MP Muthurathinam, president of Tirupur Exporters and Manufacturers Association (TEAMA) said, “Several orders slipped away as the rise in yarn prices came exactly when the peak business season for this festival season commenced. The current drop in prices of yarn to Rs 72,000 per candy is of no use as export orders have come to a standstill.

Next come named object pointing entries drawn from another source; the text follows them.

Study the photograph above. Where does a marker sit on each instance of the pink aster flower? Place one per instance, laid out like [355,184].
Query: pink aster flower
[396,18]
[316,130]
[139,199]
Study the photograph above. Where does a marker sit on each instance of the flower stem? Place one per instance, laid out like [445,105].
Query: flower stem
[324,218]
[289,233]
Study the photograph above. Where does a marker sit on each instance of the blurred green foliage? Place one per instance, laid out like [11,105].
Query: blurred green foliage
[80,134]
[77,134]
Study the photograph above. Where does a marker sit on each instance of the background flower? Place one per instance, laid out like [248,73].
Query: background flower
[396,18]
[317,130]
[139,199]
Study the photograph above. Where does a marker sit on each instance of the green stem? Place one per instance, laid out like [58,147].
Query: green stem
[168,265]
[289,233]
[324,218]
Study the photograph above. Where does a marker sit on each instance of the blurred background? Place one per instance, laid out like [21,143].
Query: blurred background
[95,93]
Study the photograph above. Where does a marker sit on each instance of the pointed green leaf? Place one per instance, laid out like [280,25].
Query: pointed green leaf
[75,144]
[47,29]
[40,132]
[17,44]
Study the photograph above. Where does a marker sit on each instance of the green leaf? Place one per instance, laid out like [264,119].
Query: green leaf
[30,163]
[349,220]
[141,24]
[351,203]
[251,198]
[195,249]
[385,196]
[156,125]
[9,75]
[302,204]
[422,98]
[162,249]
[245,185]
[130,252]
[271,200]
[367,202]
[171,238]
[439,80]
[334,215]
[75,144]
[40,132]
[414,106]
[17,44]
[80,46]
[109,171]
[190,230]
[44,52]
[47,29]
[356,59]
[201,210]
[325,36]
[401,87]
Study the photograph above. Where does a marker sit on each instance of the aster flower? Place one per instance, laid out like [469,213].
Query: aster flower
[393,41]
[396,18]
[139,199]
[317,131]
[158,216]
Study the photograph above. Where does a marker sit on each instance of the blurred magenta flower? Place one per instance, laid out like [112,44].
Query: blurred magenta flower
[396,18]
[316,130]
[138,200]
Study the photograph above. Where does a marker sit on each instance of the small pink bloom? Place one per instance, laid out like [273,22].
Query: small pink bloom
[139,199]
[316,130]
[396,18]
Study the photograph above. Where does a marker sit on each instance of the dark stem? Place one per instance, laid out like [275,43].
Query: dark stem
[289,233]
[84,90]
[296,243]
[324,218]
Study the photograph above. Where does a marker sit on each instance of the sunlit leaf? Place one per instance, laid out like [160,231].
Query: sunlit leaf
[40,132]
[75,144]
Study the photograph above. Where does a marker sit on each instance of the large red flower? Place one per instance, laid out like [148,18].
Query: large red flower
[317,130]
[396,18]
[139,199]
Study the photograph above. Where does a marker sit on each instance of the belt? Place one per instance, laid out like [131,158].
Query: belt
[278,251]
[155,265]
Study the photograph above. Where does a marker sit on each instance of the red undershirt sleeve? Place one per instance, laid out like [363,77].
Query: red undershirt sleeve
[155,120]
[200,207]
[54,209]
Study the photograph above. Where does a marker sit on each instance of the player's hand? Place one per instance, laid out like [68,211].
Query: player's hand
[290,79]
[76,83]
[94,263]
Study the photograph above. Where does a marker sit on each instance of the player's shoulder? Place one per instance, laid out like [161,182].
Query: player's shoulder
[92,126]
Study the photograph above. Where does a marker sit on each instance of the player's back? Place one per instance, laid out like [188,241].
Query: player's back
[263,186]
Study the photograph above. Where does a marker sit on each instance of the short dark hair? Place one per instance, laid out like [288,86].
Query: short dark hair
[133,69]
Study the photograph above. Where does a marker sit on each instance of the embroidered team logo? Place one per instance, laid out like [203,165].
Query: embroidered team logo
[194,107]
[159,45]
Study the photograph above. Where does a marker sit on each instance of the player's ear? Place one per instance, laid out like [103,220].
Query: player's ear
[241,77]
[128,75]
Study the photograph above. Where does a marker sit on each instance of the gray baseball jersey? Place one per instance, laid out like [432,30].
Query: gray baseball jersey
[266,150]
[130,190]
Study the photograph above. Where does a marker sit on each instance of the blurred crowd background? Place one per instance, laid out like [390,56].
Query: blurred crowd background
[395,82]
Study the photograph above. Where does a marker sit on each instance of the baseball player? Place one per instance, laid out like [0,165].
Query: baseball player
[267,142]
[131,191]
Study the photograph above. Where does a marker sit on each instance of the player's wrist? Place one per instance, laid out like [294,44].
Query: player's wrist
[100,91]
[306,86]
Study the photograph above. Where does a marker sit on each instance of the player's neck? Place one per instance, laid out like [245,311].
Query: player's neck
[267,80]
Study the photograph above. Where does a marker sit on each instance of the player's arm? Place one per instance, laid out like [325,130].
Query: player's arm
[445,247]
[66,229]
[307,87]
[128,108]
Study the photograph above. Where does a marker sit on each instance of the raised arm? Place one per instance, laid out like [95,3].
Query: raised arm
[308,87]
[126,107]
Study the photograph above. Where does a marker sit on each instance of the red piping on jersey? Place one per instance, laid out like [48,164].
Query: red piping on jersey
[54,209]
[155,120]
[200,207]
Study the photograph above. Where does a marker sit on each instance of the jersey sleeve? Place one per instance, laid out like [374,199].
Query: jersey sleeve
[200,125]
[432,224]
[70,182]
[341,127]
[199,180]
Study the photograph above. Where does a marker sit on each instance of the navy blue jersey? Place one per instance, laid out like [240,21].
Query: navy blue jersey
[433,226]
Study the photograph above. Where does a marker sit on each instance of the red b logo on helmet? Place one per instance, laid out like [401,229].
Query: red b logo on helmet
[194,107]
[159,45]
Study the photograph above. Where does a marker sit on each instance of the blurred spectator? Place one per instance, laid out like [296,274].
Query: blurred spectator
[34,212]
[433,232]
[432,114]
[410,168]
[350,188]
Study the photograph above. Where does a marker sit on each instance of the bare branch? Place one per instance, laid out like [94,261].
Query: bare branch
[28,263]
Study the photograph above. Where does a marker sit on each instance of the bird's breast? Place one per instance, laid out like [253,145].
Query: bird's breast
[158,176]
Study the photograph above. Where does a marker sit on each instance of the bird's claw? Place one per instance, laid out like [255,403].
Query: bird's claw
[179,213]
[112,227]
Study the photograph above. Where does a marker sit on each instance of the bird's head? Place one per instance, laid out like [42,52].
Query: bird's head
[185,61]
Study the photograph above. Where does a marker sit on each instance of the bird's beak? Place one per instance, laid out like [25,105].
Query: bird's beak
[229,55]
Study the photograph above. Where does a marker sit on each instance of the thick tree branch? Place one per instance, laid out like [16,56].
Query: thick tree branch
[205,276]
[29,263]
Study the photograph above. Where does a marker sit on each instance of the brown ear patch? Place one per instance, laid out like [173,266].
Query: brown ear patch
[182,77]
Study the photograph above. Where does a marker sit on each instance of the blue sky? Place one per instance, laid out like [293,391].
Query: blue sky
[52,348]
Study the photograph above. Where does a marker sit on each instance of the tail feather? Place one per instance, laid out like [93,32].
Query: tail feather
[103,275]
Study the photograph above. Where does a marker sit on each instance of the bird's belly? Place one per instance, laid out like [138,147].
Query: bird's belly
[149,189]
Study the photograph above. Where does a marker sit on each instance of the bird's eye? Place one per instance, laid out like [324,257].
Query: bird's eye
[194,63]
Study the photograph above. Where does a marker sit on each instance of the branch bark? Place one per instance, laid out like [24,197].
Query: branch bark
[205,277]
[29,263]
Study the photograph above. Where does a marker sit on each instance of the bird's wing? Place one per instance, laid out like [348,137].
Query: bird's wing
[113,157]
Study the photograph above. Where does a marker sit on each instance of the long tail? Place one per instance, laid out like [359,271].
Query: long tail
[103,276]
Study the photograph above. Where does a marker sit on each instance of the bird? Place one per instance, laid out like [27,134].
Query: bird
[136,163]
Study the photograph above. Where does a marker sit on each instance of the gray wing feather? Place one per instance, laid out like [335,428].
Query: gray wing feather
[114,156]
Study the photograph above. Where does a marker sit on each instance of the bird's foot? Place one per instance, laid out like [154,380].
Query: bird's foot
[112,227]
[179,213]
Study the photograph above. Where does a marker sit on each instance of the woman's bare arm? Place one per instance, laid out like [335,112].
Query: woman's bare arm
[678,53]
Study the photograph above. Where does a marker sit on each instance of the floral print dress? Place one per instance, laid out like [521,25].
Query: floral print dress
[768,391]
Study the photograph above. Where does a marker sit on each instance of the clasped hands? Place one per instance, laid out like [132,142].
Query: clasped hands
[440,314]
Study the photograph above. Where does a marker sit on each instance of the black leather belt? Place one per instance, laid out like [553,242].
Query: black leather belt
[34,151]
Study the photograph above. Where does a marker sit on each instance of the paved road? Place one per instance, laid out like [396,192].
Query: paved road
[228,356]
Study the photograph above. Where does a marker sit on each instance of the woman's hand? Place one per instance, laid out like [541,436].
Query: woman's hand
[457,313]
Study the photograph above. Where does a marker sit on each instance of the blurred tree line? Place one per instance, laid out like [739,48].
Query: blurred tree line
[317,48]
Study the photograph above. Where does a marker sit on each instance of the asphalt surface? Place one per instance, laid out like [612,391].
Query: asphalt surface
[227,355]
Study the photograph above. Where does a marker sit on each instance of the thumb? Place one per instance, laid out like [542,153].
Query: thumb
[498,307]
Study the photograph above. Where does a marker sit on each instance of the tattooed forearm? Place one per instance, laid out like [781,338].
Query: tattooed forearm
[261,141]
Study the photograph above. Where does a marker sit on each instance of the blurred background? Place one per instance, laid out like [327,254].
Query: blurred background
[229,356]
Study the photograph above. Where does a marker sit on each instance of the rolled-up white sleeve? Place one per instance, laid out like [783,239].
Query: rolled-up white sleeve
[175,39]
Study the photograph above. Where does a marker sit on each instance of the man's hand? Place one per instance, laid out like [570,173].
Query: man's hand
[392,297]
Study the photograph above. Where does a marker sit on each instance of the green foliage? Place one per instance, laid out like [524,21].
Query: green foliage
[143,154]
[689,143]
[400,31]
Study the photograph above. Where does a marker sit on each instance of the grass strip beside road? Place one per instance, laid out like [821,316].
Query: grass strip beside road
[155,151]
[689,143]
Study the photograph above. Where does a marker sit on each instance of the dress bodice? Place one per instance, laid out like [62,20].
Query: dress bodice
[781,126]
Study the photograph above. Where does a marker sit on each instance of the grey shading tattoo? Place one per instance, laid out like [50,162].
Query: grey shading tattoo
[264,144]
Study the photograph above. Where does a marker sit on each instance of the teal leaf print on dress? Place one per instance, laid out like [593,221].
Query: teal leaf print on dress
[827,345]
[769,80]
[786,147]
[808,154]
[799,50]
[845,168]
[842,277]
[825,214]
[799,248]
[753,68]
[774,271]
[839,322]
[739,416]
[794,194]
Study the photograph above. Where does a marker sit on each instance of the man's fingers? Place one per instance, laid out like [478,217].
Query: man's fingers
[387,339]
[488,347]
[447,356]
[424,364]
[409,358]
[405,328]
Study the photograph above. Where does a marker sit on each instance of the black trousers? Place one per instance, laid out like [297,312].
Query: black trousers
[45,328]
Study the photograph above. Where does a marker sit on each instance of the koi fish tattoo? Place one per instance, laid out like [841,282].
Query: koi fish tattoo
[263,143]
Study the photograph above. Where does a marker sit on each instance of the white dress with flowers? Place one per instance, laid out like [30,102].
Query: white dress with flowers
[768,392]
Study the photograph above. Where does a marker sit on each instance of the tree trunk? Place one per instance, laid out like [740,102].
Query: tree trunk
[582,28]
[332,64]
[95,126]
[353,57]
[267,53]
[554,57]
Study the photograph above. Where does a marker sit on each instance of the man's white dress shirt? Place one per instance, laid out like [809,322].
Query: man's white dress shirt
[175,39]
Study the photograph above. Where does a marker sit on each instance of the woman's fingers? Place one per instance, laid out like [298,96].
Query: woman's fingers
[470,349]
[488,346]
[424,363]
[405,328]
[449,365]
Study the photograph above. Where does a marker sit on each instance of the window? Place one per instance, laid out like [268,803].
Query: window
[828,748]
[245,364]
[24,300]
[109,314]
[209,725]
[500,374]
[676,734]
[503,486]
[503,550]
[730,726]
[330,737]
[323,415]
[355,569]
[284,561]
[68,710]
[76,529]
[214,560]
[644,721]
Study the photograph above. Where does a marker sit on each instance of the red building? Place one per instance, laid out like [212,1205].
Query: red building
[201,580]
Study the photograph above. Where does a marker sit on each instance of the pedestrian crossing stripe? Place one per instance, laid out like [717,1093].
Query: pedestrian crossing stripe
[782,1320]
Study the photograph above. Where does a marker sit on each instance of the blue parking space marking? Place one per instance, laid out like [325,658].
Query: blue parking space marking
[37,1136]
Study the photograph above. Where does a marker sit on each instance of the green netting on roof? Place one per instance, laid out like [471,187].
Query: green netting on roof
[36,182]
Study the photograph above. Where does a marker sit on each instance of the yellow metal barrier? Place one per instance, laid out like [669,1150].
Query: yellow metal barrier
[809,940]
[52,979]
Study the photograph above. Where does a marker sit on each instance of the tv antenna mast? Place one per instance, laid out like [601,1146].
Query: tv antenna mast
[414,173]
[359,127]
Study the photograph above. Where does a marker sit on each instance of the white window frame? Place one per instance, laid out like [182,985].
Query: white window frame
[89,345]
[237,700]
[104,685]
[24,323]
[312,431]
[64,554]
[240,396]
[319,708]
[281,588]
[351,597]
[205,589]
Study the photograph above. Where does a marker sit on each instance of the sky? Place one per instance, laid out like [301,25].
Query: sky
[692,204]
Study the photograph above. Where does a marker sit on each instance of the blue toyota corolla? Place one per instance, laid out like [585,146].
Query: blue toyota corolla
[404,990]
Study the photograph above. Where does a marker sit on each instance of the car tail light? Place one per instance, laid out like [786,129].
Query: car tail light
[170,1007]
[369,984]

Also doubt persists, whether the yarn prices will remain steady and international buyers have started to bargain for low rates, much less than the production cost of garments due to this drop in yarn prices.”

Similarly, the Indian domestic market remains dull due to heavy rains in some northern states resulting in stagnation of goods. “Almost 80 per cent of garments have stagnated in the domestic market, while the buyers have asked not to deliver and wait until the situation turns normal,’’ he added.

“When our competing countries are having benefits like free trade agreements, least developed country status, generalized system of preferences plus (GSP+) coupled with wage advantage, we do not have any such benefits and therefore undergoes less competitiveness in the global market,” said Raja M Shanmugham, an garment exporter.

Tirupur knitwear exports contribute 13 per cent of total Tamil Nadu exports with a value of Rs 33,525 crore. The domestic knitwear sale is about Rs 27,000 crore.